The relentless development of AI also will transform the way co-workers interact. Cisco’s voice-powered virtual assistant, Spark, employs machine learning technology from conversational AI company MindMeld. It allows users to join and end meetings and start and stop recordings with voice-activated commands.

Spark will be rolled out in trials this year, using feedback to make itself smarter. Eventually, it will be able to assign action items and create meeting summaries automatically.

For Chintan Patel, CTO for Cisco in the UK and Ireland,

Understanding humans in their native environment, including the workplace, is one of the most challenging problems that AI researchers and engineers have to solve. Yet the growth of machine intelligence will eventually lead to the development of smart AI team members who can proactively offer advice on how to get work done and be more productive.

AI is Already Here

It may sound like something out of a Will Smith movie, but the world is already full of AI. Any industry that needs to ingest and interpret huge volumes of data can benefit from it right now.

In healthcare, Watson for Oncology is a cognitive technology that suggests treatment options to doctors based on the analysis of medical data. In customer service, AI-empowered solutions Nanorep and WorkFusion chatbots are becoming increasingly common.

Cisco’s Patel says:

The ongoing challenge and opportunity for every industry is to look at how AI can revolutionize business models, working patterns and processes to help employees move to higher order tasks while routine and repetitive tasks are automated.

AI does not stand alone. It must be developed, deployed and utilized in the context of other disruptive technologies, especially the Internet of Things (IoT) and cybersecurity.
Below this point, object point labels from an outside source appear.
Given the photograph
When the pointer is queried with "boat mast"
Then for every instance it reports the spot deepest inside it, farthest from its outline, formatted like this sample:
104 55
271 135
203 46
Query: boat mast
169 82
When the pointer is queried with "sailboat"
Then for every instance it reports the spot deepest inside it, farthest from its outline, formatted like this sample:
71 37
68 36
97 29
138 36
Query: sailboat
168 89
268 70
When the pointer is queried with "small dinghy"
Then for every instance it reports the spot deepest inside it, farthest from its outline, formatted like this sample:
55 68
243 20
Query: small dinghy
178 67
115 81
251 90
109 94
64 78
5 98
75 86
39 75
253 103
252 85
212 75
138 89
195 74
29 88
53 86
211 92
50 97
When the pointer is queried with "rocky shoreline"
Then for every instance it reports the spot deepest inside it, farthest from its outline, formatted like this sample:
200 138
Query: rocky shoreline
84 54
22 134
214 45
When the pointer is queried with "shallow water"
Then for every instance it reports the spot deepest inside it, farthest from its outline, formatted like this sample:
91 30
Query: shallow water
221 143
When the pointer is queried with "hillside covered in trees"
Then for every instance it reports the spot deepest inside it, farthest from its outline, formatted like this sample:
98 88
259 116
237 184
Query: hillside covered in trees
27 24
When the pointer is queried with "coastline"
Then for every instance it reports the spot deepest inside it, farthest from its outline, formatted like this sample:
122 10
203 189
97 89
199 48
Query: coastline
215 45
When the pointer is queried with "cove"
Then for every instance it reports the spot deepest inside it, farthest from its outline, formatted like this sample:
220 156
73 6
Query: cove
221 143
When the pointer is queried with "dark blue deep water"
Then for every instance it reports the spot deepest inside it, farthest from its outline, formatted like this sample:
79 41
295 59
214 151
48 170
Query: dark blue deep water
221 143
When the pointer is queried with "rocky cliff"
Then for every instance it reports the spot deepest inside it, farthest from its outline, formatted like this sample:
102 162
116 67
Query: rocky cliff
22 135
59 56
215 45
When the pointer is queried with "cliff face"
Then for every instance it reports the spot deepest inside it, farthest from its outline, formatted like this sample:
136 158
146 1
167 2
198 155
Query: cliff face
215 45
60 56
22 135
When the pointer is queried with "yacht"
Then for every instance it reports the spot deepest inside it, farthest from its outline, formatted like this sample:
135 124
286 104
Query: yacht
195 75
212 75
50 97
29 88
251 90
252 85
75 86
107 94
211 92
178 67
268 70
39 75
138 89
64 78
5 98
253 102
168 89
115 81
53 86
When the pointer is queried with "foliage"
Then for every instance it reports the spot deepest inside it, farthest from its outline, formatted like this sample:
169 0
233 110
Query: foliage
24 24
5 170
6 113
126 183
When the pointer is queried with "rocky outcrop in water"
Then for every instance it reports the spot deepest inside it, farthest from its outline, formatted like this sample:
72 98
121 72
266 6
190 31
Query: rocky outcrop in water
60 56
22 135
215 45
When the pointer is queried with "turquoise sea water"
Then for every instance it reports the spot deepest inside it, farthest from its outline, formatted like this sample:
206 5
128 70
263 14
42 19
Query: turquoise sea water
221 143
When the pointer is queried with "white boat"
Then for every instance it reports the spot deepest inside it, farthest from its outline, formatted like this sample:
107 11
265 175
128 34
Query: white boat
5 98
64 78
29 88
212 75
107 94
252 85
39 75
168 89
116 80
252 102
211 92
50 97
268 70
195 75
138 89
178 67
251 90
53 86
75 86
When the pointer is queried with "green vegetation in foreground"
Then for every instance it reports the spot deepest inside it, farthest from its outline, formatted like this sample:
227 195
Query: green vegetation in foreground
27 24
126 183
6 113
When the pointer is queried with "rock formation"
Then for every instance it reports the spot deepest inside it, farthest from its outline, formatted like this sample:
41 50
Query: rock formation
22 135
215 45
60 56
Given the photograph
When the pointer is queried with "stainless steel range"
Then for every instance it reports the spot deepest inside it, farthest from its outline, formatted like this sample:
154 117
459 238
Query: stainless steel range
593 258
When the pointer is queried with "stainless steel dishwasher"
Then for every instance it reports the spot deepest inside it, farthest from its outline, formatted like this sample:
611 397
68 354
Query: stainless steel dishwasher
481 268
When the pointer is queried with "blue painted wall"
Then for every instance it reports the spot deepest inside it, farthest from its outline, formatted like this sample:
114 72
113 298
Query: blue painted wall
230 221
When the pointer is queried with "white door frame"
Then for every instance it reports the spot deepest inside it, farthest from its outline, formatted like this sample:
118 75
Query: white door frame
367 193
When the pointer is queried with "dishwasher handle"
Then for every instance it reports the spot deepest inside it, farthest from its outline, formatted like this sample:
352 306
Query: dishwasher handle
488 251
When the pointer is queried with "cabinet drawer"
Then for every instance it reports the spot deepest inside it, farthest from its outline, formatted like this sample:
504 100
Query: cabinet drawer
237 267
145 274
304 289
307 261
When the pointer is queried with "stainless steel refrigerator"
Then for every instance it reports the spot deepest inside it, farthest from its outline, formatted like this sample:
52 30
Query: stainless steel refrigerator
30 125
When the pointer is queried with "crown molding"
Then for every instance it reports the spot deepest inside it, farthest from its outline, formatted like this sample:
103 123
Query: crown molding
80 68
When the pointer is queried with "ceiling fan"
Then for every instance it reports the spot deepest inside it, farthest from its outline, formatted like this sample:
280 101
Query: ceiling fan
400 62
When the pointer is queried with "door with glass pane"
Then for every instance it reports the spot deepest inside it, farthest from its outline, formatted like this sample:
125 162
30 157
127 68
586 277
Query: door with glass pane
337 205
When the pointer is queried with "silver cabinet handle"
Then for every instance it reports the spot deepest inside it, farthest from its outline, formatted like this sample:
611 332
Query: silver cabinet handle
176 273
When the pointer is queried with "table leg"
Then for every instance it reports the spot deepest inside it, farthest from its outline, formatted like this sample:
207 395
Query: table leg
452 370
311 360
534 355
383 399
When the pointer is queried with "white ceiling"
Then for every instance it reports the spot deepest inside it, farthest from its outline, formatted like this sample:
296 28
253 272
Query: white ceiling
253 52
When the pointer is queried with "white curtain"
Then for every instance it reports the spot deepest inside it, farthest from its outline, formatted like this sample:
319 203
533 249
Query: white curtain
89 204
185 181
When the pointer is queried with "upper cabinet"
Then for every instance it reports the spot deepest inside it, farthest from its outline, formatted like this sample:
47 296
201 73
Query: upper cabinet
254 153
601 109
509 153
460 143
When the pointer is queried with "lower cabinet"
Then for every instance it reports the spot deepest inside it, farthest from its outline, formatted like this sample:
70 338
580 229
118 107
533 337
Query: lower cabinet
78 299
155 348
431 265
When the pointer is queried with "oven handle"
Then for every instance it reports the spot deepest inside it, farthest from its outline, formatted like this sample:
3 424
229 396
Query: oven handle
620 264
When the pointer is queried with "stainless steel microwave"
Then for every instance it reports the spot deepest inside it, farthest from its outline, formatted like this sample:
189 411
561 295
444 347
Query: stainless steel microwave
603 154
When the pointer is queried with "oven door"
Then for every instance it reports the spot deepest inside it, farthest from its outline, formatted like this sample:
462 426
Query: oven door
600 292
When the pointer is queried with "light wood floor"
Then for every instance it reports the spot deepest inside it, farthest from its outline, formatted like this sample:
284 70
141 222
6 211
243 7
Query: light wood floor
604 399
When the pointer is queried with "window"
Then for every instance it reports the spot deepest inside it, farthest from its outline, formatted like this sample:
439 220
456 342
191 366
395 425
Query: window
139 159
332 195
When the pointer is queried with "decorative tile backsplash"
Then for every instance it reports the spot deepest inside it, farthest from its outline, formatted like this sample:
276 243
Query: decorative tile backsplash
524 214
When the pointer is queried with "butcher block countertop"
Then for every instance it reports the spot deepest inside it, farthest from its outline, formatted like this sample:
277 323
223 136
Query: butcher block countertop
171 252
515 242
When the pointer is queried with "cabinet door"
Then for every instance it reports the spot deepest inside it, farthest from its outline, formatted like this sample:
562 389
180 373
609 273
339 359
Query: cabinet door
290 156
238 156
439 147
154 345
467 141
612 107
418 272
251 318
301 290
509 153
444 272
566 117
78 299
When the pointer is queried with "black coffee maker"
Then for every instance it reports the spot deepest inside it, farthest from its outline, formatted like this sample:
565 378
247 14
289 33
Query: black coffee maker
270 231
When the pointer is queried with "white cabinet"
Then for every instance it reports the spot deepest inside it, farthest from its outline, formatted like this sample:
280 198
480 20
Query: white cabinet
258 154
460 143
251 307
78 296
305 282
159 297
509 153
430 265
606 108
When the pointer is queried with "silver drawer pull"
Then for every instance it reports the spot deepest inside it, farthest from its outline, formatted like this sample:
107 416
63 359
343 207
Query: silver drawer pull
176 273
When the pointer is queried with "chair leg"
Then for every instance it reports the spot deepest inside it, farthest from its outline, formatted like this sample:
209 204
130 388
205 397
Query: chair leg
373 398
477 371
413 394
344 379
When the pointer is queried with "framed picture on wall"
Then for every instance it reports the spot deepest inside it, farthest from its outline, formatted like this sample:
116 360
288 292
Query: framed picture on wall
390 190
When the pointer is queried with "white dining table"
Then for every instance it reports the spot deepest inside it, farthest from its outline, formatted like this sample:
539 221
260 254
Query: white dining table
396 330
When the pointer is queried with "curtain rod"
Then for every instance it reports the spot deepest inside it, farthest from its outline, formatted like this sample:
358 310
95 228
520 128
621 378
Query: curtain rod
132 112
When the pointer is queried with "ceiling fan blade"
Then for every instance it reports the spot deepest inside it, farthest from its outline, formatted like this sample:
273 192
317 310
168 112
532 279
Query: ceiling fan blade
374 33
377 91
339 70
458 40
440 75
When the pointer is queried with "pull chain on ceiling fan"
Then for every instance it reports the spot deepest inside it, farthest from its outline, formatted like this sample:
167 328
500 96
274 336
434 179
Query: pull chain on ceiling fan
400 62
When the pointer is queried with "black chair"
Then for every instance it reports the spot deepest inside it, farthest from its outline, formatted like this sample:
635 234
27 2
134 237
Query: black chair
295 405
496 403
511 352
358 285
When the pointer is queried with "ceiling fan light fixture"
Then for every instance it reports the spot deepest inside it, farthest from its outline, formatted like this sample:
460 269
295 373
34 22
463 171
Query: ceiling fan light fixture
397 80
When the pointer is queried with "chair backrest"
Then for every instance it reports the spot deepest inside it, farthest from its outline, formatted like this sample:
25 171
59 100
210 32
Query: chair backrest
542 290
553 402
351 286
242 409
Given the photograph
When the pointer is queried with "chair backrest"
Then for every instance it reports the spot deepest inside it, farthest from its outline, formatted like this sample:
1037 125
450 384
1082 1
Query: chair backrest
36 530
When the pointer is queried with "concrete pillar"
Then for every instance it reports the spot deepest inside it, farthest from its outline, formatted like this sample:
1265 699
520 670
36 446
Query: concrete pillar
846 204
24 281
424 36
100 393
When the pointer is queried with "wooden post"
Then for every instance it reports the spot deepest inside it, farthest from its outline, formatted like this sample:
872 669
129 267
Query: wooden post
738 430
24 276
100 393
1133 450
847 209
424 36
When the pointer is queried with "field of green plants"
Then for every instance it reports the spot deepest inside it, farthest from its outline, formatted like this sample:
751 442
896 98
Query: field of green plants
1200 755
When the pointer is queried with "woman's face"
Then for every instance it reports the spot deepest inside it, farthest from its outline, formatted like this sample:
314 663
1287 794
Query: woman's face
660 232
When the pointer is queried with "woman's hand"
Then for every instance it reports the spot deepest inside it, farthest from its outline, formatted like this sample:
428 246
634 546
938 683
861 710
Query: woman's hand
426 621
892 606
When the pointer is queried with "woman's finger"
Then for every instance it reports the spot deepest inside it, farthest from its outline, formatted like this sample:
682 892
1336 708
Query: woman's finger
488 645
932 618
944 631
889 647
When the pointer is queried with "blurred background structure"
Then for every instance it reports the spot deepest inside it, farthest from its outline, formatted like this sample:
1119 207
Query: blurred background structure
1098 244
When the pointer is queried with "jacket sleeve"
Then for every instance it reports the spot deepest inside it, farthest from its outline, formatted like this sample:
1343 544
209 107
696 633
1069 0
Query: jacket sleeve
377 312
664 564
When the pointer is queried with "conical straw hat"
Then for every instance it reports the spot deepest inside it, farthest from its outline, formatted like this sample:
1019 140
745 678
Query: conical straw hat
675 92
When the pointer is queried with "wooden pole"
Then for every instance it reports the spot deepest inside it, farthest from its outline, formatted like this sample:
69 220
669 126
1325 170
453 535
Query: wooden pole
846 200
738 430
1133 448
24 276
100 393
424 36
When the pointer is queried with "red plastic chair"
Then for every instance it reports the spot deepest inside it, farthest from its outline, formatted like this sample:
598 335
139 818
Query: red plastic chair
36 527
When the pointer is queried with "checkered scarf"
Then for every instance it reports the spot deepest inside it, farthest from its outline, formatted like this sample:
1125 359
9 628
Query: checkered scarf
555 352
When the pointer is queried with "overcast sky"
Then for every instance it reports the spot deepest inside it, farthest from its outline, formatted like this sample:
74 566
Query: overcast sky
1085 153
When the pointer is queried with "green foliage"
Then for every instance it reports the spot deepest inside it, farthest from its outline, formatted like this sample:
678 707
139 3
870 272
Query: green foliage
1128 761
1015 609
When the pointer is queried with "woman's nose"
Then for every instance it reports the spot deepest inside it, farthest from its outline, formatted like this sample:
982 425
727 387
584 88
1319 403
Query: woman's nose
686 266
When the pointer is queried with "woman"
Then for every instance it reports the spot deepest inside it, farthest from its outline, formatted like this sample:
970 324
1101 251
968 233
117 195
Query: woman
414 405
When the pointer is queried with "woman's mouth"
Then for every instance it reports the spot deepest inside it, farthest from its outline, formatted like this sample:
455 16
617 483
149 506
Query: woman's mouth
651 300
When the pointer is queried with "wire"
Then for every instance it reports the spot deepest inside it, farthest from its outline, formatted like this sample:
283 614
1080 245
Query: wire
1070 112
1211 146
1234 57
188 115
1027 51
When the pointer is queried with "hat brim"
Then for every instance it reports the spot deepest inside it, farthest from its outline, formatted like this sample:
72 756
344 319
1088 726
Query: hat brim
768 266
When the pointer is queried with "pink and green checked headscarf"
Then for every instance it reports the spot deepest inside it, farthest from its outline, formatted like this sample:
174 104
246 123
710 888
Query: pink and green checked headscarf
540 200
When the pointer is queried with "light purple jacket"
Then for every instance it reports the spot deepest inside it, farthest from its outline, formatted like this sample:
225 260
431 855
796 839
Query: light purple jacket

Autonomous vehicles are good examples of this co-dependence. Software code, self-learning capabilities, smart grid utilization and links to public wireless networks must work together with AI to safely deliver people and goods to the right place at the right time.

Going forward, one of the most pressing issues will be to identify areas where a business feels advanced technologies such as deep learning can improve profitability, and then ensuring they have the training data in place to fully leverage the benefits.

For BenevolentAI’s Chandler:

Teaching computers to learn from industry data will require innovative, semi-supervised learning techniques which need to be far more economical and practical than today’s wholly supervised techniques.